Depuis plus d'un an, les autorités russes essaient de persuader les partenaires occidentaux que l'affaire IOUKOS signifie non pas la révision des résultats de la privatisation, mais consiste à mettre de l'ordre dans le système fiscal du pays. Les déclarations des organes judiciaires espagnols sur l'implication possible de la compagnie IOUKOS dans l'affaire de blanchiment d'argent à la mi-mars augmentent les chances de Moscou d'être écouté plus attentivement.
Cela peut être le cas lors de l'examen de la plainte du groupe MENATEP, propriétaire de IOUKOS, qui a saisi les tribunaux internationaux en vue d'obtenir le remboursement par la Russie du préjudice qui lui a été causé par l'affaire IOUKOS. Selon les avocats étrangers de la compagnie, fin mars, la Russie doit choisir le lieu de ce procès en arbitrage. Or, nombreux sont ceux qui voient les perspectives de cette affaire avec scepticisme. Si, auparavant, IOUKOS n'était considérée que comme une victime des insinuations politiques du Kremlin, son implication possible dans le blanchiment d'argent en Espagne change radicalement le tableau.
Depuis l'été 2003, lorsque les premiers griefs fiscaux ont été avancés envers la compagnie IOUKOS et jusqu'à ces derniers temps, l'activité des autorités russes était âprement critiquée par l'Occident. On reprochait notamment à la Russie l'imprévisibilité du pouvoir, l'incertitude dans ses rapports avec les entrepreneurs se répercuterait négativement sur le développement de l'Etat, personne n'investirait dans l'économie d'un pays non civilisé où les meilleurs représentants des milieux d'affaires sont jetés en prison sans raisons apparentes.
Ces critiques dissimulent des intérêts commerciaux réels et compréhensibles. Ainsi, les actionnaires minoritaires suédois et américains de IOUKOS, préoccupés par la chute de la capitalisation de la compagnie pétrolière, ont exprimé leur mécontentement. Les dirigeants de divers pays ont également fait pression sur les autorités russes, car l'état du marché russe du pétrole influe sur les prix mondiaux. En 2004, les tendances à la hausse ont été maintenues sur le marché mondial non seulement grâce aux informations provenant d'Irak, mais aussi grâce aux publications des médias sur la prochaine faillite de la compagnie IOUKOS.

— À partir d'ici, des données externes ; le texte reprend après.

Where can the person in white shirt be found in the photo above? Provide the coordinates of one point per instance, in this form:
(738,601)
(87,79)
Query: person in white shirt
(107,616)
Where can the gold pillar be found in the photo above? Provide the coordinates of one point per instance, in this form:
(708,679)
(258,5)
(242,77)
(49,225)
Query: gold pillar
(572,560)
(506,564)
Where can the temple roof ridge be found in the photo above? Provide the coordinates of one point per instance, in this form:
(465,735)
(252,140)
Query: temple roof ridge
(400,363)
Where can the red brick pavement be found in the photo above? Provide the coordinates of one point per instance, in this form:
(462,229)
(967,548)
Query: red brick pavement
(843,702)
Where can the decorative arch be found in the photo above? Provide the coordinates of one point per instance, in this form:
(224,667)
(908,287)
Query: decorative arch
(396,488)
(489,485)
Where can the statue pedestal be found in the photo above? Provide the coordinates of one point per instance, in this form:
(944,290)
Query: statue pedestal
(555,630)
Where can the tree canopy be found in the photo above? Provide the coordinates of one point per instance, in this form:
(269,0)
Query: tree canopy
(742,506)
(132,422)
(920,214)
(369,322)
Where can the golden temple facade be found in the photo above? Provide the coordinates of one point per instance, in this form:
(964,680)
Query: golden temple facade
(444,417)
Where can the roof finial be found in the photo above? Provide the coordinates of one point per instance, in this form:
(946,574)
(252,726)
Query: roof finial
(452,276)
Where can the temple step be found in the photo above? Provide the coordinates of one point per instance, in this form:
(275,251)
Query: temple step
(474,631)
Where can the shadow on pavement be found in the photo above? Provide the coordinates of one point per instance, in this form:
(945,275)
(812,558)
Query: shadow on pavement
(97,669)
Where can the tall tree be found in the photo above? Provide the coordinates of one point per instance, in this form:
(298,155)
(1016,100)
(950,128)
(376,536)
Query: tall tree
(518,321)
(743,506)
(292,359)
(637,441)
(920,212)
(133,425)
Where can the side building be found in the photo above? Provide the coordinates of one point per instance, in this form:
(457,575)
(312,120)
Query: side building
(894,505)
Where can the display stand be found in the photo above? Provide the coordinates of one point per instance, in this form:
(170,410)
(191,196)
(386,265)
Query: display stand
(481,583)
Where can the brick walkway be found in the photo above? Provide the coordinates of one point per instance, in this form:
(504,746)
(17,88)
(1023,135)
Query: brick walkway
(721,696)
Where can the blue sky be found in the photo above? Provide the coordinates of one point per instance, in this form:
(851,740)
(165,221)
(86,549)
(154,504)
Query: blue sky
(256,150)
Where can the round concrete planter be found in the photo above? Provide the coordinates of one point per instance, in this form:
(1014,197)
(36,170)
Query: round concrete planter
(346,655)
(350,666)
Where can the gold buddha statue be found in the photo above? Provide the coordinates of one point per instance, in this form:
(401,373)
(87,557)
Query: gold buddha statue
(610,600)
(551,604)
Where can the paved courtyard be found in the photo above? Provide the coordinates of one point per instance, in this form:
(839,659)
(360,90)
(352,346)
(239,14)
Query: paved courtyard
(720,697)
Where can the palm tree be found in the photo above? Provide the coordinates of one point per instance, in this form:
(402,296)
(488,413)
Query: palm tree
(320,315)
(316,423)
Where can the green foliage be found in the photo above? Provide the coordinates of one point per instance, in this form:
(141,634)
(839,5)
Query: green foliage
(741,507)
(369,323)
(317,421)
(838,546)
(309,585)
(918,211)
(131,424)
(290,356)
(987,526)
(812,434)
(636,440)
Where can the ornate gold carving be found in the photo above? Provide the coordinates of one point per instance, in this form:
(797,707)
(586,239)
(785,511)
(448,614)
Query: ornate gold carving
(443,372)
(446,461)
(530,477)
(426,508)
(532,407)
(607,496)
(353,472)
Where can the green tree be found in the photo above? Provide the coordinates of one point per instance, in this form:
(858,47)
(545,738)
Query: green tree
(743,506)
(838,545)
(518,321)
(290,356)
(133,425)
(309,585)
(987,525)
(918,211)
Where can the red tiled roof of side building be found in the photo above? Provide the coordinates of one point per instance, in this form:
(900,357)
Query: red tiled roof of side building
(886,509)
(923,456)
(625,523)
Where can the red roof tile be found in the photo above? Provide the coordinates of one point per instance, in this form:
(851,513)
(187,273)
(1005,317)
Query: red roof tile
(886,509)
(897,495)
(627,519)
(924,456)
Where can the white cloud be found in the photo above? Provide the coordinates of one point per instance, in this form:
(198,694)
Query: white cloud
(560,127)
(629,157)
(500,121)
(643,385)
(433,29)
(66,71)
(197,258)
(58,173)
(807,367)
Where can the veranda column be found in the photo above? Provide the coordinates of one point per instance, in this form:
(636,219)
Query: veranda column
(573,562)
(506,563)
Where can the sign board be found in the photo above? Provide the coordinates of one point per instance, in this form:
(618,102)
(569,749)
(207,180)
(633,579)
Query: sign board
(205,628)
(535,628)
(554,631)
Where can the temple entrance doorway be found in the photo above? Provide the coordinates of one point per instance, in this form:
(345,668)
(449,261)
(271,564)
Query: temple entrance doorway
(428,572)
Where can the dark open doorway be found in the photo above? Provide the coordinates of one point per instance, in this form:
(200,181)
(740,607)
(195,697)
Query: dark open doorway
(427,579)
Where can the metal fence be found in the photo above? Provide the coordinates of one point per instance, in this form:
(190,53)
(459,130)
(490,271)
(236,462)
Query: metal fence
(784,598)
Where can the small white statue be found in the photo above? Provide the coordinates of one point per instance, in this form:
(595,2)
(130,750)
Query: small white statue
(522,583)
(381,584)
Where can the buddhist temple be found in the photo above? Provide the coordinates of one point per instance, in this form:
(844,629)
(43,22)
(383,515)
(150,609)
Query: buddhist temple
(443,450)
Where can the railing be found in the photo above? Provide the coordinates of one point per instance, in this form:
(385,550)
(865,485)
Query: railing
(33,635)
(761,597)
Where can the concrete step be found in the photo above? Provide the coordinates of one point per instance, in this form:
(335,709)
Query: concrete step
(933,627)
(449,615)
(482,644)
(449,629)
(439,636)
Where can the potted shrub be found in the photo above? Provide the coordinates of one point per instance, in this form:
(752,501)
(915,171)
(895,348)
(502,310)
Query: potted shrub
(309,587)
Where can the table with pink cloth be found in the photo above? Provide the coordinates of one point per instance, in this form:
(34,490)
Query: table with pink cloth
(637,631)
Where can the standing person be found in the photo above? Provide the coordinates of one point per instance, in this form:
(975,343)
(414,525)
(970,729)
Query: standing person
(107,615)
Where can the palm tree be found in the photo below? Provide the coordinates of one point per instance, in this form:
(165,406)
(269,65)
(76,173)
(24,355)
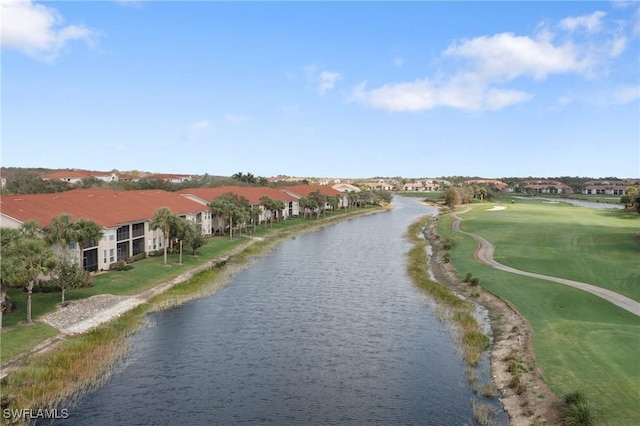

Malgré la pression internationale, les autorités russes ont continué à s'en tenir à leur politique en déclarant que, même dans une économie libérale, il faut contrôler rigoureusement la perception des impôts. Le ministre russe du Développement économique et du Commerce Guerman Gref a maintes fois indiqué que la situation autour de la compagnie IOUKOS n'était pas favorable à la Russie, mais qu'elle était nécessaire pour mettre de l'ordre dans l'économie russe.
A noter que ces derniers temps, on n'entend plus les critiques émises par la communauté internationale au sujet de l'affaire IOUKOS. On s'en est aperçu après la rencontre entre George Bush et Vladimir Poutine à Bratislava. Ce changement dans les états d'esprit peut être lié à la conclusion tirée, après le sommet, par le Tribunal des faillites de Houston stipulant qu'il n'avait pas compétence pour se prononcer sur la possibilité ou l'impossibilité de la faillite volontaire de IOUKOS, car cette compagnie a exercé la grande majorité de ses activités en Russie. Mais peut-être que certains événements ont joué un rôle prépondérant.
Peu après Bratislava et Houston, une enquête sur une affaire de blanchiment d'argent a été ouverte en Israël. Leonid Nevzline, chef du groupe MENATEP, figure sur la liste des personnes impliquées, selon la police israélienne, dans les opérations illégales. A la mi-mars, on apprenait que la police espagnole enquêtait sur la filiale hollandaise de IOUKOS soupçonnée d'avoir utilisé des schémas obscurs pour le blanchiment d'argent.
Jusque-là, IOUKOS se présentait comme une compagnie transparentese guidant sur les normes et les critères internationaux en matière d'éthique des affaires. Les accusations avancées par les organes judiciaires espagnols ne pouvaient pas ne pas ternir la réputation de IOUKOS. Bref, ceux qui considéraient cette compagnie comme une victime des intrigues politiques et économiques du Kremlin se retrouvent aujourd'hui à court d'arguments.
Les actionnaires de IOUKOS ne baissent pas les bras et espèrent obtenir le remboursement d'environ 28 milliards de dollars par le biais des cours d'arbitrage européennes. Cependant, les experts déclarent que l'issue du litige sera défavorable au groupe MENATEP. Bien entendu, aussi bien en Russie qu'à l'étranger, certains qualifient cette affaire de politique. Mais une autre opinion circule également: il s'agit d'un crime économique mettant en jeu les intérêts de l'Etat.